Based on the method of controlled variables, we can adopt the following approach for hyperparameter tuning in time-series anomaly detection:

It is recommended to follow the method of controlled variables when debugging parameters:

First, fix the number of training epochs to 5, batch size to 16, and input length to 96.
Initiate three experiments based on the PatchTST_ad model with learning rates of: 0.0001, 0.0005, 0.001.
It can be found that Experiment 3 has the highest accuracy, with a learning rate of 0.001. Therefore, fix the learning rate at 0.001 and try increasing the number of training epochs to 20.
It can be found that the accuracy of Experiment 4 is the same as that of Experiment 3, indicating that there is no need to further increase the number of training epochs.
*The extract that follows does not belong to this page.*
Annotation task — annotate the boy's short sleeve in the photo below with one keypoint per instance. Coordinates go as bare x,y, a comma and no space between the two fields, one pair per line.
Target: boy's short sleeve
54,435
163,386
Learning Rate Exploration Results:

Experiment	Epochs	Learning Rate	Batch Size	Input Length	Training Environment	Validation F1 Score (%)
Experiment 1	5	0.0001	16	96	1 GPU	79.5
Experiment 2	5	0.0005	16	96	1 GPU	80.1
Experiment 3	5	0.001	16	96	1 GPU	80.9

Increasing Training Epochs Results:

Experiment	Epochs	Learning Rate	Batch Size	Input Length	Training Environment	Validation F1 Score (%)
Experiment 3	5	0.0005	16	96	1 GPU	80.9
Experiment 4	20	0.0005	16	96	1 GPU	80.9

6. Production Line Testing¶

Replace the model in the production line with the fine-tuned model for testing, using the test file for prediction:

python main.py -c paddlex/configs/ts_anomaly_detection/PatchTST_ad.yaml \
    -o Global.mode=predict \
    -o Predict.model_dir="./output/inference" \
    -o Predict.input="https://paddle-model-ecology.bj.bcebos.com/paddlex/PaddleX3.0/doc_images/practical_tutorial/timeseries_anomaly_detection/test.csv"

Similar to model training, the following steps are required:

Specify the path to the model's .yaml configuration file (here it's PatchTST_ad.yaml)
Specify the mode as model evaluation: -o Global.mode=evaluate
Specify the path to the validation dataset: -o Global.dataset_dir Other related parameters can be set by modifying the Global and Evaluate fields in the .yaml configuration file. For details, refer to PaddleX Time Series Task Model Configuration File Parameter Description.

7. Integration/Deployment¶

If the general-purpose time series anomaly detection pipeline meets your requirements for inference speed and accuracy, you can proceed directly with development integration/deployment.

If you need to apply the general-purpose time series anomaly detection pipeline directly in your Python project, you can refer to the following sample code:
```
from paddlex import create_pipeline
pipeline = create_pipeline(pipeline="ts_anomaly_detection")
output = pipeline.predict("pre_ts.csv")
for res in output:
    res.print()
    res.save_to_csv("./output/")
```
For more parameters, please refer to the Time Series Anomaly Detection Pipeline Usage Tutorial
Additionally, PaddleX's time series anomaly detection pipeline also offers a service-oriented deployment method, detailed as follows:

Service-Oriented Deployment: This is a common deployment form in actual production environments. By encapsulating the inference functionality as services, clients can access these services through network requests to obtain inference results. PaddleX supports users in achieving service-oriented deployment of pipelines at low cost. For detailed instructions on service-oriented deployment, please refer to the PaddleX Service-Oriented Deployment Guide. You can choose the appropriate method to deploy your model pipeline based on your needs, and proceed with subsequent AI application integration.